Der Place Mohammed V wurde nach Mohammed V. benannt und ist ein Platz, der von öffentlichen Gebäuden umrahmt wird. Das Design wurde kurze Zeit nach dem Bau diese Platzes überall im Land kopiert. Gebäude wie der Gerichtshof, Banken, das Postamt und das Verteidigungsministerium lassen den Platz noch mehr imposant wirken, da auch sie von legendären Architekten stammen. Das Komplex Tours Jumelles de Casablanca ist ein zweiteiliger Wolkenkratzer, der 1998 eröffnet wurde. Die Türme sind jeweils über 28 Stockwerke hoch und sie wurden von Ricardo Bofill Levi konzipiert.
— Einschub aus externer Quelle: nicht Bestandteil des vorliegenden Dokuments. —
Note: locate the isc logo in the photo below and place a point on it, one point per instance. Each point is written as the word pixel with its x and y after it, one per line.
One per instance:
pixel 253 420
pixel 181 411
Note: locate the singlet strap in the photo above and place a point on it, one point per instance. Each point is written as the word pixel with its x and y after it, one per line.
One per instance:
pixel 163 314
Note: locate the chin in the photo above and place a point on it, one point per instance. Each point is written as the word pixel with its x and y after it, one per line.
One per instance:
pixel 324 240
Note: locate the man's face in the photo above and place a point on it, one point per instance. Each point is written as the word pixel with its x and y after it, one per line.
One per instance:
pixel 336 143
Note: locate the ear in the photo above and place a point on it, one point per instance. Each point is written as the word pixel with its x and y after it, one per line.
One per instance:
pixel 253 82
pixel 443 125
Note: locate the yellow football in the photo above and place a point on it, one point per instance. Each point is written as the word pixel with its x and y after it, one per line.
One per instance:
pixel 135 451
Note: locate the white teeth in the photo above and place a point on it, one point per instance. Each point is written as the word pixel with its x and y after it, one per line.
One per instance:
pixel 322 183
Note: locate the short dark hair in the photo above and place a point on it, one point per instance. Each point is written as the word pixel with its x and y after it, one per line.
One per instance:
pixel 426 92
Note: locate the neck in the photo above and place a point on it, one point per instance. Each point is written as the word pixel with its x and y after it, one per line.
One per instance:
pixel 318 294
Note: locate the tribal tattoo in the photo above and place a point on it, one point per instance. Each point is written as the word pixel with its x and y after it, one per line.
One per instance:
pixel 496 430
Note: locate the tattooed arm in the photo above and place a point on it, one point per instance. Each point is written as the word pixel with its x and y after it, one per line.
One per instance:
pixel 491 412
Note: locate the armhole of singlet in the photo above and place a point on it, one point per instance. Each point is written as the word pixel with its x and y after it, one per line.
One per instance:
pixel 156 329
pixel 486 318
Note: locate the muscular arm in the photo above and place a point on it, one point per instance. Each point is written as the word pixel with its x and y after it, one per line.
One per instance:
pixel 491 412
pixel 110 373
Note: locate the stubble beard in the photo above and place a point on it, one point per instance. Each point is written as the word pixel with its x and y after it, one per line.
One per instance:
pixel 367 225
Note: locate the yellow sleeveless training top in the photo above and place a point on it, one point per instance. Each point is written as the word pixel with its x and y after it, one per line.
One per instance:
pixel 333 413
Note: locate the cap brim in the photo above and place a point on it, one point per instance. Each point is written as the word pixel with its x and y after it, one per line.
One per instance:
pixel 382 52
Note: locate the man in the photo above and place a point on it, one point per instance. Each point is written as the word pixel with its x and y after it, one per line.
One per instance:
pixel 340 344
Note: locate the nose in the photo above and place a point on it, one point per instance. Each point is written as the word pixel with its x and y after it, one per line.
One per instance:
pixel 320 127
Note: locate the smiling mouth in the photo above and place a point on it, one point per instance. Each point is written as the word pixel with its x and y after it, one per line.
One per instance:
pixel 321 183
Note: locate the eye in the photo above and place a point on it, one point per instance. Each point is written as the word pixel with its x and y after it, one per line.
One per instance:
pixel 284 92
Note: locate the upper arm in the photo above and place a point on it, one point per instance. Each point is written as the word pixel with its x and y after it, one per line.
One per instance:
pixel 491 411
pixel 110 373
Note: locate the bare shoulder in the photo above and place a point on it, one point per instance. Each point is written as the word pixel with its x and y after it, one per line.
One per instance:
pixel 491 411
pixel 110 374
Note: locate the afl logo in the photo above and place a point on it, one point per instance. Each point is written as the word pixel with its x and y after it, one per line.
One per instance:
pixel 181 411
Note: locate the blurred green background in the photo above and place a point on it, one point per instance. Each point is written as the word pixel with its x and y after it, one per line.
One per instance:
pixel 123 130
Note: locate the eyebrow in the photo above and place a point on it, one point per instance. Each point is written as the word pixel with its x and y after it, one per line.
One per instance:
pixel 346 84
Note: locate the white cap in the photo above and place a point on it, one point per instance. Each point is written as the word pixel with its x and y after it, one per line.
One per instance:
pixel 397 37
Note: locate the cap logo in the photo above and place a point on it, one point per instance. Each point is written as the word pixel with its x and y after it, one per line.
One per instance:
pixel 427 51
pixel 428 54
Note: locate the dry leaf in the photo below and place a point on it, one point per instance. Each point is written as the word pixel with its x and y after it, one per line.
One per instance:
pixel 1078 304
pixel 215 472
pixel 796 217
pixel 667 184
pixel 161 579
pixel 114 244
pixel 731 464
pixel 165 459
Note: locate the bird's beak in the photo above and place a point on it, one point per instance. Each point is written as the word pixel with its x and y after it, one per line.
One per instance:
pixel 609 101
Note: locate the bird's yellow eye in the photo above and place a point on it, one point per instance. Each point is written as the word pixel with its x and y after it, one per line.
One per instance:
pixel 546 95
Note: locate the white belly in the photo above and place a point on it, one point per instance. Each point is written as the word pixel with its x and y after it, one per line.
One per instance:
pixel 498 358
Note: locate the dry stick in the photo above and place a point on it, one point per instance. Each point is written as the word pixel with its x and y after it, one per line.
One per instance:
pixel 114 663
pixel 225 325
Es befindet sich in der Mitte Casablancas, in Maarif und ist mit dem größten Einkaufszentrum Afrikas versehen. Die Türme sind die höchsten Bauten des Maghreb und stellen das Wahrzeichen Casablancas dar.

casablanca-skyline

Auch der restaurierte Uhrenturm ist ein Kennzeichen der Stadt und er markiert außerdem den Haupteingang zur Altstadt. Das Villa des Arts ist ein Museum, das sich auch in Maarif befindet, nahe des Parks „de la Ligue Arabe“. Austellungen von marokkanischen Künstlern werden in diesem Gebäude liebevoll dargestellt. Die bereits erwähnte Parkanlage Parc de la Ligue Arabe wurde früher Lyautey genannt, nach dem Park der Arabischen Liga. Durch seine Hauptallee, die mit Cafés und Palmen umsäumt ist bildet sie die größte Grünfläche Casablancas.

Port de Casablanca

Zuletzt gilt auch noch das Port de Casablanca zu erwähnen, der anfangs des 20. Jahrhunderts als zweitgrößter Handelhafen in Nordafrika eingerichtet wurde. Zudem ist er der größte künstlich angelegte Hafen der Welt. Ungefähr 70% des Schiffsverkehrs werden dort abgewickelt. Mehr als 21,3 Millionen Tonnen jährlich werden in diesm Hafen umgeschlagen. Das Gelände ist circa acht Kilometer lang und es können somit bis zu 35 Schiffe gleichzeitig abgefertigt werden.